Hablar de sentirse bien en la tercera edad suele parecer asunto de médicos, estudios, dietas, vitaminas y rutinas de ejercicio. Y sí, claro que todo eso ayuda. Nadie en su sano juicio diría que no vale la pena cuidarse, pero conforme uno va creciendo, descubre otra verdad mucho más sencilla y mucho más humana: no hay medicina más poderosa que la amistad verdadera, la convivencia presencial y la alegría de sentirse acompañado.

A cierta edad, uno entiende que envejecer no sólo significa sumar años. Significa aprender a defender el ánimo, a no dejar que el tiempo nos encierre, nos aísle o nos haga sentir que ya no tenemos nada que aportar.

Por eso creo que vale mucho la pena decirlo con claridad: vivir más no depende únicamente del cuerpo, también depende del alma. Y el alma se sostiene mejor cuando hay amigos, familia, risas y motivos para levantarse cada mañana.

Hoy se habla mucho del retiro como si fuera una meta gloriosa: trabajar durante décadas para después, supuestamente, descansar. Pero la realidad no siempre es tan amable. Alejarse de la familia, perder la convivencia diaria, romper con las amistades o resignarse al ocio puede convertirse en una trampa silenciosa.

La jubilación, cuando se entiende como desconexión de todo lo que puede alimentar el alma, puede ser una mala compañera. El ser humano no nació para apagarse. A todos los hombres y mujeres nos gusta platicar, reír, convivir y sentirnos parte de algo.

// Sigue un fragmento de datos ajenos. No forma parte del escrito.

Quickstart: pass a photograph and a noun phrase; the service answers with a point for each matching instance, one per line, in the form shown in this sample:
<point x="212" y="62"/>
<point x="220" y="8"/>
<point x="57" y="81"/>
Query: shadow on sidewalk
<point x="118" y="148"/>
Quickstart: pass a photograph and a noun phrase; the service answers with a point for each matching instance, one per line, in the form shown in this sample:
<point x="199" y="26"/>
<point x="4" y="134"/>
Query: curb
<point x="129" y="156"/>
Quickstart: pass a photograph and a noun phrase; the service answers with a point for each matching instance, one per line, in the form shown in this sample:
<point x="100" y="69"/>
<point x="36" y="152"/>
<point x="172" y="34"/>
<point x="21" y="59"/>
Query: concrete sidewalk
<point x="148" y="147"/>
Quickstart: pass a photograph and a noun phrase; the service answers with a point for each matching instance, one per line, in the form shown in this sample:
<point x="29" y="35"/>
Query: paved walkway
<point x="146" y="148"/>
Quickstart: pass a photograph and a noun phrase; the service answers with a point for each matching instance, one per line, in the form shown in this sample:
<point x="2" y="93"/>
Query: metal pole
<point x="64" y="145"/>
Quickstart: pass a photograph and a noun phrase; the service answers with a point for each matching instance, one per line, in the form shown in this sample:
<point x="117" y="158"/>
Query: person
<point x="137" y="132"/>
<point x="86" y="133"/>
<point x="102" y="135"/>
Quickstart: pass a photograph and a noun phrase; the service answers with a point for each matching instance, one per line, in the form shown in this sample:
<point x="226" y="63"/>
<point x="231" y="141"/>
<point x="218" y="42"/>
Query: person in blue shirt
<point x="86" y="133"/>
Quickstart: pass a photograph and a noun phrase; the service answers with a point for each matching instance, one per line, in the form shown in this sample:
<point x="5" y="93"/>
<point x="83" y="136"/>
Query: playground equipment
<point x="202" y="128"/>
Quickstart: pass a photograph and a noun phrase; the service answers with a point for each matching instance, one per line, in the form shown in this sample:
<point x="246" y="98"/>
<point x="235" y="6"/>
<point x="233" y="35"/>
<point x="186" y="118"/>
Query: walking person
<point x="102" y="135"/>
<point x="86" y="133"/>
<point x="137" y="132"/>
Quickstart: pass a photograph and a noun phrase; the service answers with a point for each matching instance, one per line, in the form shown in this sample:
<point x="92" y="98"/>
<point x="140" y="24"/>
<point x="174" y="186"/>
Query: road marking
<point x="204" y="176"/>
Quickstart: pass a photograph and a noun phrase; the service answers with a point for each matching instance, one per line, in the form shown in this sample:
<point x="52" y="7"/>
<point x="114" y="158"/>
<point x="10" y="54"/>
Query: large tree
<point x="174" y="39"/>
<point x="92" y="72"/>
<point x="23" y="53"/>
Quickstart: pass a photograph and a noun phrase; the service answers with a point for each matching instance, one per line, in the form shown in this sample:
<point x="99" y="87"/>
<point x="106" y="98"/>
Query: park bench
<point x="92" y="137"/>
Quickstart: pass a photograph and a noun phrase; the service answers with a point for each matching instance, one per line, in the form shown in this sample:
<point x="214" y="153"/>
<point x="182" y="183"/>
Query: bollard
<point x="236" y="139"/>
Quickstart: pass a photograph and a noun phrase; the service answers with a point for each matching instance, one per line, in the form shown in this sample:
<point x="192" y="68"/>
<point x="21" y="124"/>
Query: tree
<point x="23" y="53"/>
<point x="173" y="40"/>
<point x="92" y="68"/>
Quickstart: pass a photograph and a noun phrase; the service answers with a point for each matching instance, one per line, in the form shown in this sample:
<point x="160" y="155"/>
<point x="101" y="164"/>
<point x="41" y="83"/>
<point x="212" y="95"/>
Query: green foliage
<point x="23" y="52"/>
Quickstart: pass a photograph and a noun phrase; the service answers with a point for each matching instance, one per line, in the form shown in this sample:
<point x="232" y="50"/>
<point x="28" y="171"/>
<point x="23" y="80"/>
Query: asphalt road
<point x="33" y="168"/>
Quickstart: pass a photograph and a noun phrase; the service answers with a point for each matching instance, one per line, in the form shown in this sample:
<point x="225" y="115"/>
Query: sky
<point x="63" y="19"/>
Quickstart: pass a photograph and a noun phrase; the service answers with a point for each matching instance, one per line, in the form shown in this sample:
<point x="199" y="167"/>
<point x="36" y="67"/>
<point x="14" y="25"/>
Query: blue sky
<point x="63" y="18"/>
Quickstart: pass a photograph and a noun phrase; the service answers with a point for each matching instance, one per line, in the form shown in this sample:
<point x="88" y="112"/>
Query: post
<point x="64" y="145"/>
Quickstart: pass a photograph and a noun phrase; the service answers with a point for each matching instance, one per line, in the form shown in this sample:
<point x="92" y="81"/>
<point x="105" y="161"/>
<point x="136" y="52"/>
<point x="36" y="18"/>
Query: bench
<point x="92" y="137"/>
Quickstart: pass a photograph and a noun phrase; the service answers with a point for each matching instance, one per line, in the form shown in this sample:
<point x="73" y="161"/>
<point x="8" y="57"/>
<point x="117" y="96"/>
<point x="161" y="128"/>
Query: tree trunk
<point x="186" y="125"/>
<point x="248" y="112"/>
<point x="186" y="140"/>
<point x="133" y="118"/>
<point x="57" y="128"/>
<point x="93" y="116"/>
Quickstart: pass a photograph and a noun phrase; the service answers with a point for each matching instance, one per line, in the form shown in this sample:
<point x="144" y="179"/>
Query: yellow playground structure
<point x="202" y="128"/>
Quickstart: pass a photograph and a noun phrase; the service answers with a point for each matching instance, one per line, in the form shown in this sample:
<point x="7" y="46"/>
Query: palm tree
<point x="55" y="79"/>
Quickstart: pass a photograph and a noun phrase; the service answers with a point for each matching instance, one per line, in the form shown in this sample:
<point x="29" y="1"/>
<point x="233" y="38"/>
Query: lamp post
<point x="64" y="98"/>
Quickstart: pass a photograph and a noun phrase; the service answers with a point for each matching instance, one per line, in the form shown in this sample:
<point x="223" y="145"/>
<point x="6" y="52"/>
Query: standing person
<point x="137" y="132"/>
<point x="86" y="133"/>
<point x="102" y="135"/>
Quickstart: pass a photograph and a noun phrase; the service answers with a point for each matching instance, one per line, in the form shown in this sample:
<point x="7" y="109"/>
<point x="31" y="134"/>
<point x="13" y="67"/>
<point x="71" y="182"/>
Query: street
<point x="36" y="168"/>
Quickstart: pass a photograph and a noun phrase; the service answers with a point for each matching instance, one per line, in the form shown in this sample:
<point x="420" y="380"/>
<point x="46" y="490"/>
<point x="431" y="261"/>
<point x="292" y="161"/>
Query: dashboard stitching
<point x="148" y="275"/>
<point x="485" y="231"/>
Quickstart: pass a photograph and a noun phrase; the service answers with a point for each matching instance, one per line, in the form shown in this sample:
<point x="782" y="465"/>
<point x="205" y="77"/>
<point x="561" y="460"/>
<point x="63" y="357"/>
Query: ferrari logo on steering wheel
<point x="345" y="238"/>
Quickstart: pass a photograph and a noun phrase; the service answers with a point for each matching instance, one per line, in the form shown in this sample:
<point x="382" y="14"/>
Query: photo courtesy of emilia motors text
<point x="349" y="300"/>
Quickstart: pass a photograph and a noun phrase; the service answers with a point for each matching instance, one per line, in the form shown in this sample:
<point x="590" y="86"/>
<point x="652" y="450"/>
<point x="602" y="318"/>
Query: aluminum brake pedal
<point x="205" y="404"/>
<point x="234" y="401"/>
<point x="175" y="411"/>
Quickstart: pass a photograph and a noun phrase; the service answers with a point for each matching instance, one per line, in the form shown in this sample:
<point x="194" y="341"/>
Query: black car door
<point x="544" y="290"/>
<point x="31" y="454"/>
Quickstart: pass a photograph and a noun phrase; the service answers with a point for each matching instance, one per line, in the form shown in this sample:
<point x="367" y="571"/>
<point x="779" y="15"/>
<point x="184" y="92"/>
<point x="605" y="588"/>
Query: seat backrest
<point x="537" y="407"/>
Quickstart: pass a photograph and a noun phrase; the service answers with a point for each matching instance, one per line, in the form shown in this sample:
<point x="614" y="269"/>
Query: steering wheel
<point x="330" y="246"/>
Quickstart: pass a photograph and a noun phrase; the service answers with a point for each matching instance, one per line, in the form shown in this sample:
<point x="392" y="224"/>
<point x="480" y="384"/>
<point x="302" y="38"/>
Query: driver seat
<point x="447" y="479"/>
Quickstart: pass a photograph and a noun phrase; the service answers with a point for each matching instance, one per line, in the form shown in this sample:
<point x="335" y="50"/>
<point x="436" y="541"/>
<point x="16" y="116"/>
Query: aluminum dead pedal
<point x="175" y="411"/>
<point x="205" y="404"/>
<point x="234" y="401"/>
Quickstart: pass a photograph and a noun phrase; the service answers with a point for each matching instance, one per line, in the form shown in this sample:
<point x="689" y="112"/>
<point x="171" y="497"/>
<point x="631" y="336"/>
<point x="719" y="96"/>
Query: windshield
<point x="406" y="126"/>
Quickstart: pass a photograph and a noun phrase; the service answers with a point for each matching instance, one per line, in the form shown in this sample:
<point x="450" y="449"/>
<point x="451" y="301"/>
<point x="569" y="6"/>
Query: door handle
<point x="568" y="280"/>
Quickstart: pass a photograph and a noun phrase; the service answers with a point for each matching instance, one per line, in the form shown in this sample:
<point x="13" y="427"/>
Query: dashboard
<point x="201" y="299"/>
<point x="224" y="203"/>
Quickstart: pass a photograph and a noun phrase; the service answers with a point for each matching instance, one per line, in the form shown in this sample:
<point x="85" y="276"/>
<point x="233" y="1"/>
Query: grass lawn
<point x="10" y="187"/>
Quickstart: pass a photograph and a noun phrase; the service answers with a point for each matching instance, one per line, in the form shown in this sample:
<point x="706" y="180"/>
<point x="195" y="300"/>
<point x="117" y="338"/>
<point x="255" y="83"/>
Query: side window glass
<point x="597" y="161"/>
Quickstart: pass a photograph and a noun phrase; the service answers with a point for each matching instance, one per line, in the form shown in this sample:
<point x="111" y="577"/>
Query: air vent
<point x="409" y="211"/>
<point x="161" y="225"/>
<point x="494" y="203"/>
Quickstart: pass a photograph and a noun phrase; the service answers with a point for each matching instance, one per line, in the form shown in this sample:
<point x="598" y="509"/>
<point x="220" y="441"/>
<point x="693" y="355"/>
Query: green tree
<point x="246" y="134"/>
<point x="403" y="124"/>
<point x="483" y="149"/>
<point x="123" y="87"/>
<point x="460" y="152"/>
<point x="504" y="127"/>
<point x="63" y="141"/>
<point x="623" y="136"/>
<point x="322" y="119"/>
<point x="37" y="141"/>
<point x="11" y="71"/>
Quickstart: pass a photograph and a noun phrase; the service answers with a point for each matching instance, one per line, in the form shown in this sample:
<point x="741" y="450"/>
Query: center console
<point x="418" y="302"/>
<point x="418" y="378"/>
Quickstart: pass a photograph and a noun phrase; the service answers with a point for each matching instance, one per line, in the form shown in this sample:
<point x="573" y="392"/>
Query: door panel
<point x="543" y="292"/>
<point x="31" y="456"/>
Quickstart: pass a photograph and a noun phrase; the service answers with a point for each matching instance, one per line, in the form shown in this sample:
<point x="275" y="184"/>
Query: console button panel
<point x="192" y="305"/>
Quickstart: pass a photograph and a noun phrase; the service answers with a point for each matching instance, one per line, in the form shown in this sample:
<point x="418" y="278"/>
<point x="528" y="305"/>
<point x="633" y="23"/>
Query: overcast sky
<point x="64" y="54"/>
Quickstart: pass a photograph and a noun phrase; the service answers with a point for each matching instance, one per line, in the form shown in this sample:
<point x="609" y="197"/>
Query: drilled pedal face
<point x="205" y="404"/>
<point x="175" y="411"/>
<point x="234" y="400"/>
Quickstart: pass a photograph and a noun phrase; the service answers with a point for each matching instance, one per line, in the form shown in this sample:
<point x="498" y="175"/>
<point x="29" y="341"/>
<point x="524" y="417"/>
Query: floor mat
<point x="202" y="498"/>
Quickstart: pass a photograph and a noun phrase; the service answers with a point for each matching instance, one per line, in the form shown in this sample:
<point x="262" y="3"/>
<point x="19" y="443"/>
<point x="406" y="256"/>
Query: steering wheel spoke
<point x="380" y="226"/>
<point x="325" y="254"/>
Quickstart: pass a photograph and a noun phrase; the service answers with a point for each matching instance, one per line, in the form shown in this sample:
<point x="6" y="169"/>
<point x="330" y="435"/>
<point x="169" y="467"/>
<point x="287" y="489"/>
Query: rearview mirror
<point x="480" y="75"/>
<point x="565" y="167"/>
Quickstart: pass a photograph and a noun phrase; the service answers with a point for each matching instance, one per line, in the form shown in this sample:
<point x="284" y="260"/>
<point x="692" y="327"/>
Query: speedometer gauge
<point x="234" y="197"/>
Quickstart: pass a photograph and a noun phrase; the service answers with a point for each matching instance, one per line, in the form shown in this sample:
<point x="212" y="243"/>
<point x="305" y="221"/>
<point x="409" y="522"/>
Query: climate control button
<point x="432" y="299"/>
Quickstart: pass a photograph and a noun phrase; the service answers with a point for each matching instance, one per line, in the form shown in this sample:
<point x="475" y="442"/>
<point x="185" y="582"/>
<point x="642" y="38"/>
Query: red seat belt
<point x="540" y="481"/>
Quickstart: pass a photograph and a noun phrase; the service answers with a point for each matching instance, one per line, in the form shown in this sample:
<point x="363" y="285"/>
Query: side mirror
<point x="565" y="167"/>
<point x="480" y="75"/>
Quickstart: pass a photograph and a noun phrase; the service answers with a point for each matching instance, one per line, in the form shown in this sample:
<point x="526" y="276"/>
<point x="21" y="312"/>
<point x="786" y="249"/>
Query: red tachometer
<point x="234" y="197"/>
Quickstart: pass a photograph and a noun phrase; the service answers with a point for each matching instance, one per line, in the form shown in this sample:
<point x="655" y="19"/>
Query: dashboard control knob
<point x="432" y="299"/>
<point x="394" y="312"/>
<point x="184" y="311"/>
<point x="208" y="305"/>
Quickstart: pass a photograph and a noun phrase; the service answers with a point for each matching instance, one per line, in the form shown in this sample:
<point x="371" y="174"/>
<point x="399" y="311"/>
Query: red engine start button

La clave está justamente ahí: en la convivencia permanente, en la amistad de verdad, en compartir la mesa o las largas pláticas de café en las que se rememoran los buenos tiempos.

Pero también ayuda el seguir siendo productivos, sin compararse con nadie y sin caer en la idea peligrosa de que ya no se puede hacer nada. Siempre hay algo por hacer en esta vida, sin importar la edad que tengamos.

Pienso en esto a partir de un caso muy valioso. El nadador olímpico Raúl Villagómez, quien estuvo en los Juegos Olímpicos de 1968, mantiene comunicación con aquel grupo de 27 nadadores que formaron parte de esa generación olímpica.

No se trata sólo de nostalgia deportiva ni de recordar tiempos pasados. Se trata de algo más profundo, se trata de esa convivencia constante, ese vínculo que sigue vivo, esa decisión de no soltarse unos a otros, en busca de seguir viviendo con entusiasmo. Esas relaciones también curan y empujan a ir hacia adelante.

A veces creemos que la longevidad se compra en frascos o en recetas imposibles, cuando muchas veces empieza en una llamada, en una visita, en una comida compartida, en la voluntad de no dejar solo al otro.

La familia importa, por supuesto. Es base y refugio, pero los amigos también son familia elegida, y su presencia puede alimentar el alma y llevar energía al cuerpo.

Al final, vivir mucho vale la pena sólo si se vive bien. Y vivir bien no es acumular días, sino llenarlos de afecto, de conversación, de ser útiles y repartir cariño, además de recibirlo. Esa sigue siendo la mejor fórmula para llegar lejos sin dejar de sentirnos vivos.